A single tube contains a single fire or water tube, thus the name. Boilers that fall under this classification include the Cornish boiler and the simple vertical boiler. On the other hand, a multitubular boiler has either two or more tubes. Such examples are the Locomotive, Lancashire, Cochran, Wilcox, and Babcock boilers.
Under this classification, a boiler can either be horizontal or vertical. A horizontal boiler is when the shell’s axis in the boiler is in a horizontal position. The same applies for a vertical boiler except that it’s in a vertical position.
Examples of horizontal boilers are Babcock and Lancashire while the Cochran boiler falls under the vertical boiler classification.
A boiler can have either fire or water as its contents.
In a fire-tube boiler, hot gases pass through inside the tubes, with water surrounding the tubes outside. Compared to a water-tube boiler design, a fire-tube boiler has a simple construction and requires a less rigid water treatment. However, it requires a longer time to raise the steam pressure due to the large volume of water it needs. It also generates a lot of steam.
Some examples of fire-tube boilers include the Lancashire, Locomotive, Cochran, and Velcon boilers.
A water-tube design, on the other hand, has water flowing through the tubes with combustion gases passing outside. The main advantage of a water-tube boiler is that it requires less time to raise steam pressure. Basically, it’s the exact opposite of the fire-tube design.
A few examples are the Loeffler, Benson, Yarrow, La-Mont, and Wilcox boilers.
Boilers can be classified as either externally fired or internally fired based on their furnace’s position. Externally fired boilers have the furnace outside of the boiler shell. Those that are classified as water-tube boilers will always have their furnace placed outside.
Meanwhile, internally fired boilers have the furnace inside the boiler shell. Most boilers with a fire-tube design are classified as internally fired, with a few exceptions.

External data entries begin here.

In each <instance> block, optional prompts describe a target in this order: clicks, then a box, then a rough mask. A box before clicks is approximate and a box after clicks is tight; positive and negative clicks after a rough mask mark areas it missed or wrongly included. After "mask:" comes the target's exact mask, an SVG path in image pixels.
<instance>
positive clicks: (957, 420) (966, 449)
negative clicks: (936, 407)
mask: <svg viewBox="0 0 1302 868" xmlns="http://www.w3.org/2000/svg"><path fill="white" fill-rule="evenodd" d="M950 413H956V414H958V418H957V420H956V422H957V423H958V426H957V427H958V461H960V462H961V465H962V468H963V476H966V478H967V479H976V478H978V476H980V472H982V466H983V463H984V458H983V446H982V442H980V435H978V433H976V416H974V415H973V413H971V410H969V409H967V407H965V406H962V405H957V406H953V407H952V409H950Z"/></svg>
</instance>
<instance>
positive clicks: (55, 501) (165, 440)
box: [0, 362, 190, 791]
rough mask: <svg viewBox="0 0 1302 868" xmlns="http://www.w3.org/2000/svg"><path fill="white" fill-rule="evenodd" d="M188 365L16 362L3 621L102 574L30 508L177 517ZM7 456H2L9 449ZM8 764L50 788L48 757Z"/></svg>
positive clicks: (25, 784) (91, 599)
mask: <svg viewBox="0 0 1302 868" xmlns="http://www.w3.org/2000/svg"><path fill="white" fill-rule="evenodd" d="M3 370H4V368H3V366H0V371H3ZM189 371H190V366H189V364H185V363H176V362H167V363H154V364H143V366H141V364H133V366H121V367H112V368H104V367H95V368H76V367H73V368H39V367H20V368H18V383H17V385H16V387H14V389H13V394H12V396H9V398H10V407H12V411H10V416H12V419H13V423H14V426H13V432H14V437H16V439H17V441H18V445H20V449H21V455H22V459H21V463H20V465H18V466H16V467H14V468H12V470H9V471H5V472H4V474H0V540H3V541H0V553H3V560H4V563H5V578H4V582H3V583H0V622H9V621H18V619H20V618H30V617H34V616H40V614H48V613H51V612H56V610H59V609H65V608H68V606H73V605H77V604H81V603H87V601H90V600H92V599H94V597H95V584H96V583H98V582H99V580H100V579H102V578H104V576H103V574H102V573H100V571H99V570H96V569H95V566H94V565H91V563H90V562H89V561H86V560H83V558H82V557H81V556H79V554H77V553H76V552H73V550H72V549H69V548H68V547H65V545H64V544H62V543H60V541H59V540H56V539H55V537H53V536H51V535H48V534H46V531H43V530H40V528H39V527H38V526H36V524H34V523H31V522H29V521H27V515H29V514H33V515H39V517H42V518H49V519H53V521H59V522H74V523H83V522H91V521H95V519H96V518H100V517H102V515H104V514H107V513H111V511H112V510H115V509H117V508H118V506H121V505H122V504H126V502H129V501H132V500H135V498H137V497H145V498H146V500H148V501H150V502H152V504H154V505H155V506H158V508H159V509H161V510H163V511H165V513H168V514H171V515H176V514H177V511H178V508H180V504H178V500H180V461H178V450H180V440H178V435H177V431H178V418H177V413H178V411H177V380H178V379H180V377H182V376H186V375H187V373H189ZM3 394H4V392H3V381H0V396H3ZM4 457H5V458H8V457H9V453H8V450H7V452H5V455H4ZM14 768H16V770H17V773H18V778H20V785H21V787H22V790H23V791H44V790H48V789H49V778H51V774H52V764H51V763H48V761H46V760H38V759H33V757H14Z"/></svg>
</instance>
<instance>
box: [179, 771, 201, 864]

In terms of usage, a boiler can either be mobile or stationary. Stationary boilers are often used in power plants and industrial settings. Once installed, they can no longer be moved to another location. Meanwhile, mobile boilers can be easily transported due to their structure and design. Marine and locomotive boilers are just some examples.
- Steam and Water Circulation
Lastly, boilers can be classified based on how steam and water circulates. They’re classified into two: natural and forced circulation.
A natural circulation boiler relies on the convection currents which appear once water is heated. Some examples include Cochran and Lancashire boilers. On the other hand, a forced circulation boiler relies on a centrifugal pump which is driven using external power. Benson and La-Mont boilers fall under this classification.